Uitspraak 201803729/1/A1


Volledige tekst

201803729/1/A1.
Datum uitspraak: 13 maart 2019

AFDELING
BESTUURSRECHTSPRAAK

Uitspraak op het hoger beroep van:

Stichting Leefbaar Buitengebied, gevestigd te Geerdijk, gemeente Twenterand, en anderen (hierna: SLB en anderen),

appellanten,

tegen de uitspraak van de rechtbank Overijssel van 22 maart 2018 in zaak nr. 17/1499 in het geding tussen:

SLB en anderen

en

het college van burgemeester en wethouders van Raalte.

Procesverloop

Bij besluit van 23 mei 2017 heeft het college aan Sebava B.V. een omgevingsvergunning verleend voor het veranderen van een varkenshouderij en in verband daarmee voor het bouwen van een stal/voerkeuken, het uitbreiden en intern wijzigen van bestaande bedrijfsgebouwen, het oprichten van een spuiwater- en mestsilo en het plaatsen van voedersilo's op het perceel Nijverdalseweg 13 te Mariënheem, gemeente Raalte (hierna: het perceel).

Bij uitspraak van 22 maart 2018 heeft de rechtbank het door SLB en anderen daartegen ingestelde beroep niet-ontvankelijk verklaard, voor zover het is ingesteld door G. [belanghebbende], en voor het overige ongegrond verklaard. Deze uitspraak is aangehecht.

Tegen deze uitspraak hebben SLB en anderen hoger beroep ingesteld.

Het college en Sebava hebben een schriftelijke uiteenzetting gegeven.

SLB en anderen hebben een nader stuk ingediend.

De Afdeling heeft de zaak ter zitting behandeld op 30 januari 2019, waar SLB en anderen, vertegenwoordigd door ing. M.H. Middelkamp, rechtsbijstandverlener te Almelo, het college, vertegenwoordigd door mr. S.P.M. Schaap, advocaat te Raalte, P.B.M. Droste en ing. C.B.M. Arkink, en Sebava, vertegenwoordigd door [gemachtigde], zijn verschenen.

Overwegingen

Inleiding

1.    Sebava wil op het perceel een varkenshouderij uitbreiden.
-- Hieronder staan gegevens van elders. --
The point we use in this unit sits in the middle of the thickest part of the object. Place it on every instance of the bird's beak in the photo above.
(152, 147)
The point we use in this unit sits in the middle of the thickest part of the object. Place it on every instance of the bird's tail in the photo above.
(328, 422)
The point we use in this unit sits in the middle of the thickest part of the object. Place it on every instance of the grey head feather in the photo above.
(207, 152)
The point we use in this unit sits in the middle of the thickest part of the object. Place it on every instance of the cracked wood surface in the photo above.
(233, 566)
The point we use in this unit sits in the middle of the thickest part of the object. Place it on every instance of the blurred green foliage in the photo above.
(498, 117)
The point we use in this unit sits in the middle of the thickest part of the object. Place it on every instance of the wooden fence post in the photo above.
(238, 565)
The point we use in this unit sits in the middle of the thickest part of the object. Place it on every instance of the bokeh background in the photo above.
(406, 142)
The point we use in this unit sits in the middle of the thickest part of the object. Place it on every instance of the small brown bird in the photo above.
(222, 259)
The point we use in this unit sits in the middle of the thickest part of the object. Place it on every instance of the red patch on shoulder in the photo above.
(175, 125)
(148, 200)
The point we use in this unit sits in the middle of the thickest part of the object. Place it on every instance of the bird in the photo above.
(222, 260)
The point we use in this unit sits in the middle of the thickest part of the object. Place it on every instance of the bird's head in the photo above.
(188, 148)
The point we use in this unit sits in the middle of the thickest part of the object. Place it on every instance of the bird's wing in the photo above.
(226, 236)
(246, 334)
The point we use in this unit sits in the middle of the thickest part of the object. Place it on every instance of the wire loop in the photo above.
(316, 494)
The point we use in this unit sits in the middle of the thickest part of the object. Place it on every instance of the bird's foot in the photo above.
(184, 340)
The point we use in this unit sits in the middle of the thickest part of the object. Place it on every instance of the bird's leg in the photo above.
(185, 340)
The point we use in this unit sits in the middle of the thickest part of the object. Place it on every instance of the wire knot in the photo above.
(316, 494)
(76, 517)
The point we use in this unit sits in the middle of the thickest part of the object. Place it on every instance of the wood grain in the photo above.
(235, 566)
SLB en anderen vrezen dat die uitbreiding zal leiden tot aantasting van het woon- en leefklimaat in de omgeving en verzetten zich daarom tegen de verleende omgevingsvergunning.

Belanghebbendheid [belanghebbende]

2.    [belanghebbende] betoogt dat de rechtbank het beroep, voor zover door hem ingesteld, ten onrechte niet-ontvankelijk heeft verklaard. Daartoe voert hij aan dat hij in het dorp Mariënheem woont en hinder ondervindt van het vele aan- en afvoerverkeer en de fijnstof- en luchtvervuiling die het bedrijf veroorzaakt. De lucht bij zijn woning wordt vervuild door stoffen die het bedrijf uitstoot, aldus [belanghebbende]. In een nader stuk heeft [belanghebbende] voorts aangevoerd dat de niet-ontvankelijkverklaring van zijn beroep in strijd is met het Verdrag betreffende toegang tot informatie, inspraak bij besluitvorming en toegang tot de rechter inzake milieuaangelegenheden (hierna: het Verdrag van Aarhus).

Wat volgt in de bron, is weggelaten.